After a busy first year in Cornell’s Historic Preservation Planning program, Olivia Heckendorf has dived into an equally hectic summer of preservation work. Olivia was placed at Historic Ithaca through Cornell’s College of Architecture, Art, and Planning’s Cooperative Summer Internship program. A graduate of the University of Wisconsin, Whitewater, Olivia majored in history with an emphasis on public history, where she rekindled her interest in historic buildings. “I’ve always loved old buildings. It was instilled in me by my parents,” she explained. She appreciates the field of preservation because it “is a practical way to apply public history. It’s hands-on history. It’s not sitting at a computer all the time.”
This summer Olivia is tackling house research for the East Hill Historic District expansion proposal. She’s researching properties on East Court Street, Linn Street, and North Aurora Street to determine their historic significance. Much of her time is spent researching the properties through deeds and directories, but she also gets a chance to get out in the field to write up architectural descriptions and take photos. Of the properties that she’s researched, Olivia has noted that there are several women owners who ran boarding houses, and Olivia is intrigued to delve more into this aspect of women’s history in Ithaca. She’s also noticed that many domestic workers lived in the properties, revealing aspects of working class history. Olivia is working alongside City of Ithaca Historic Preservation Planner Bryan McCracken and City of Ithaca Historian Mary Tomlan on the project and under the supervision of HI’s Preservation Services Coordinator Christine O’Malley. Olivia splits her time between HI and Environmental Design and Research (EDR), a private consulting firm in Syracuse, where she works in the Cultural Resources division.
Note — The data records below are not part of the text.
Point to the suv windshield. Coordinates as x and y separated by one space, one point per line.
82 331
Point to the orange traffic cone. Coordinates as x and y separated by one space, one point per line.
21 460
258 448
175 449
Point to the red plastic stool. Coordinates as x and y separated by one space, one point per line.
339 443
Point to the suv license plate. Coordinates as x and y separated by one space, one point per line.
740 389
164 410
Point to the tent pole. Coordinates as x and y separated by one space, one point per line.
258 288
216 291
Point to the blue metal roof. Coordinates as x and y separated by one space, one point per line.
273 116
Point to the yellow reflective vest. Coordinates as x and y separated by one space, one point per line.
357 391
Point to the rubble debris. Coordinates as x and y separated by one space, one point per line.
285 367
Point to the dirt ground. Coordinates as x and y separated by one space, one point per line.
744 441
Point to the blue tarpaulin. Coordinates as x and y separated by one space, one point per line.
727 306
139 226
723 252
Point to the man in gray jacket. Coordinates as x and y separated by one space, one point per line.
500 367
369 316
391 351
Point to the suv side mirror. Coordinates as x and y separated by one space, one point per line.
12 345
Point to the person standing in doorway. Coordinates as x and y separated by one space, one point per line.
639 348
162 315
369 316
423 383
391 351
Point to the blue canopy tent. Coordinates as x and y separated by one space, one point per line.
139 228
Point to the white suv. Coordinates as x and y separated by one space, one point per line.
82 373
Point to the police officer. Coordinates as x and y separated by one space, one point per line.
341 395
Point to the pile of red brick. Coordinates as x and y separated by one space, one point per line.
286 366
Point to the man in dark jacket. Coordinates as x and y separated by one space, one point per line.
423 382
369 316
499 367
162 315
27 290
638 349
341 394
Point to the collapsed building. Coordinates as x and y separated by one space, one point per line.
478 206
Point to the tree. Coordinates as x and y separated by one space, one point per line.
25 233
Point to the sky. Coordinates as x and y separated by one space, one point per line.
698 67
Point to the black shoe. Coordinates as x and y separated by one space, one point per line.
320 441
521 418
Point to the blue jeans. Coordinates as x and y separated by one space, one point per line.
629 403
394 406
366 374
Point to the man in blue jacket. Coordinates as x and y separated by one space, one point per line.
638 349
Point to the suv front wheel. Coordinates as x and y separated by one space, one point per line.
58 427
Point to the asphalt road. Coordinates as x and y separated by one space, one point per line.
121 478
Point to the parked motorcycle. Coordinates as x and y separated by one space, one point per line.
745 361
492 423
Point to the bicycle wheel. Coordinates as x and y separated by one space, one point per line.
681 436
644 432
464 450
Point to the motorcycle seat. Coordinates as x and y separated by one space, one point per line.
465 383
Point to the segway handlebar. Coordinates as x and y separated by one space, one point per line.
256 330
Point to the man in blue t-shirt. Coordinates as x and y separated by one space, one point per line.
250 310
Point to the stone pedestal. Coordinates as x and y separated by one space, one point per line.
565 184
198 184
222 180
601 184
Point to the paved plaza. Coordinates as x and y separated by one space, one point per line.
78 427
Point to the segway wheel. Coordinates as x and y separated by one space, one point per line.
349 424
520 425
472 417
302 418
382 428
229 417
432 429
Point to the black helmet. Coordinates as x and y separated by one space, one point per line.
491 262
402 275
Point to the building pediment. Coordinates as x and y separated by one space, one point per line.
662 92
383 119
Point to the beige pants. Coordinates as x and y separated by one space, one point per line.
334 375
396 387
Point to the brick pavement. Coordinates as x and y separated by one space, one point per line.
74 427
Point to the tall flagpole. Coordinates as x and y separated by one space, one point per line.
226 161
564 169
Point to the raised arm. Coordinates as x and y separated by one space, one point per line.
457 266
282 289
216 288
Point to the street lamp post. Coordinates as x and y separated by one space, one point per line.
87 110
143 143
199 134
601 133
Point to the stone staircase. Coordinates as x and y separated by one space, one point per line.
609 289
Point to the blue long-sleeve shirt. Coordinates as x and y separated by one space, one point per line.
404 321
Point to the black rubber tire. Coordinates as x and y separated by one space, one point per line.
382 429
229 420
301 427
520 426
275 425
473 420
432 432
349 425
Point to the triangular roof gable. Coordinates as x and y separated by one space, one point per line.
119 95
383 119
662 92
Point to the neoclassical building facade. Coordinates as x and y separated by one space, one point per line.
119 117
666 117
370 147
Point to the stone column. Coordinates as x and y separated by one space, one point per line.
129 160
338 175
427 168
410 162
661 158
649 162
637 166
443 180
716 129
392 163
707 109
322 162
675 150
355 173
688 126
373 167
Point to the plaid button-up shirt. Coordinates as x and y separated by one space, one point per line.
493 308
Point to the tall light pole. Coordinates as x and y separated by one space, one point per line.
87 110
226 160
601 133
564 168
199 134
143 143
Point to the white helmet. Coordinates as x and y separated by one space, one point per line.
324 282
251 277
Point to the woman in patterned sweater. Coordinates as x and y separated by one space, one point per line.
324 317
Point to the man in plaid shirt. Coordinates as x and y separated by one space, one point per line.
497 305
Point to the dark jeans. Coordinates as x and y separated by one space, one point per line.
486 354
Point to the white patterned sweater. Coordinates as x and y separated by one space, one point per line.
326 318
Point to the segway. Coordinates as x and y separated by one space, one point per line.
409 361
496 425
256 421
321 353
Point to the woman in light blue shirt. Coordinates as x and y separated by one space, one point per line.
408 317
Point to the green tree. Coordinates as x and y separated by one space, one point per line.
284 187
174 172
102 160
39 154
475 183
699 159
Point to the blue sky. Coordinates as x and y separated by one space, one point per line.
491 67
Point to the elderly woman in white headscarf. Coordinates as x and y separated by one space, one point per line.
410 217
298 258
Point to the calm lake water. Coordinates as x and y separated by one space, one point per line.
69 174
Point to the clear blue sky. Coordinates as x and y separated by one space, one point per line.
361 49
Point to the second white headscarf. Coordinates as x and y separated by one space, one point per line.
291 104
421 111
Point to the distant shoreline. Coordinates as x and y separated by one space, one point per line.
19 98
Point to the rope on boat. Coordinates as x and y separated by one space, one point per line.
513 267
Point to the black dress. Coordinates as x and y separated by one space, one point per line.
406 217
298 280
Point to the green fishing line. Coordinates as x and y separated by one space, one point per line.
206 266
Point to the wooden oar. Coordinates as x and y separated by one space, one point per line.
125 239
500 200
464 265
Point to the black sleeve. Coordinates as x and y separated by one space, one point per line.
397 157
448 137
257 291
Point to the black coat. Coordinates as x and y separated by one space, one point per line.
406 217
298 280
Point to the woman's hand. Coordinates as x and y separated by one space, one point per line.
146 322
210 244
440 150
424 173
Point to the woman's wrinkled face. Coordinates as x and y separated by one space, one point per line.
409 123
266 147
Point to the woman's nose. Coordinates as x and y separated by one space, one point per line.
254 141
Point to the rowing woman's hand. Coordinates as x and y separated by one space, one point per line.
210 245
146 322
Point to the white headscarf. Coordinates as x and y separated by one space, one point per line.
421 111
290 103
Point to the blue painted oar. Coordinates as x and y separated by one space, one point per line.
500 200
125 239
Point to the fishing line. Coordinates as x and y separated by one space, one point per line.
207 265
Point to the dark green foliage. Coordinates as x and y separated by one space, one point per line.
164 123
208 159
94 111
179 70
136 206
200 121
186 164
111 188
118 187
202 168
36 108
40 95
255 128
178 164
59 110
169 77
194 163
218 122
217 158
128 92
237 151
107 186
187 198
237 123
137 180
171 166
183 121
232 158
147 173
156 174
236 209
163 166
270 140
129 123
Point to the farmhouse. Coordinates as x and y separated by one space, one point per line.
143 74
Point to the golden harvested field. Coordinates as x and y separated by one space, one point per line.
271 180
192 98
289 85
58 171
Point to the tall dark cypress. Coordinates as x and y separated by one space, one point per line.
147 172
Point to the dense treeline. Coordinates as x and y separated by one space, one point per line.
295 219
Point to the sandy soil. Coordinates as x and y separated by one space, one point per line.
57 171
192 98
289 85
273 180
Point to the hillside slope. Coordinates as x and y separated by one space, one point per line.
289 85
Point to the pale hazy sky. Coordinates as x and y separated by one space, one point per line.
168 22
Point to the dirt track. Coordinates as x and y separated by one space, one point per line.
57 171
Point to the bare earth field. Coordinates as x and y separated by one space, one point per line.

In the fall, Olivia embarks on her master’s thesis, focusing on the preservation and public interpretation of the Rebecca Nurse Homestead in Danvers, Massachusetts. A surprising connection inspired her choice. Recent genealogical research revealed that Rebecca Nurse, who was accused of and executed for witchcraft in 1692, is Olivia’s 12th-great grandmother.
Such personal connections seem to inspire Olivia’s enthusiasm for her work, and she recently cemented her link to Ithaca by leading a tour of downtown Ithaca’s historic architecture. By sharing Historic Ithaca’s past successes at preserving the Clinton House, the State Theatre, and other historic downtown structures, she was also able to convey her appreciation for Historic Ithaca’s unique role in the community. “I know that Historic Ithaca is very good at advocacy work and being out in the community and getting people excited about preservation,” Olivia says. Her summer experience at a preservation organization like Historic Ithaca should serve Olivia well when she embarks on a career focused on old buildings and their preservation.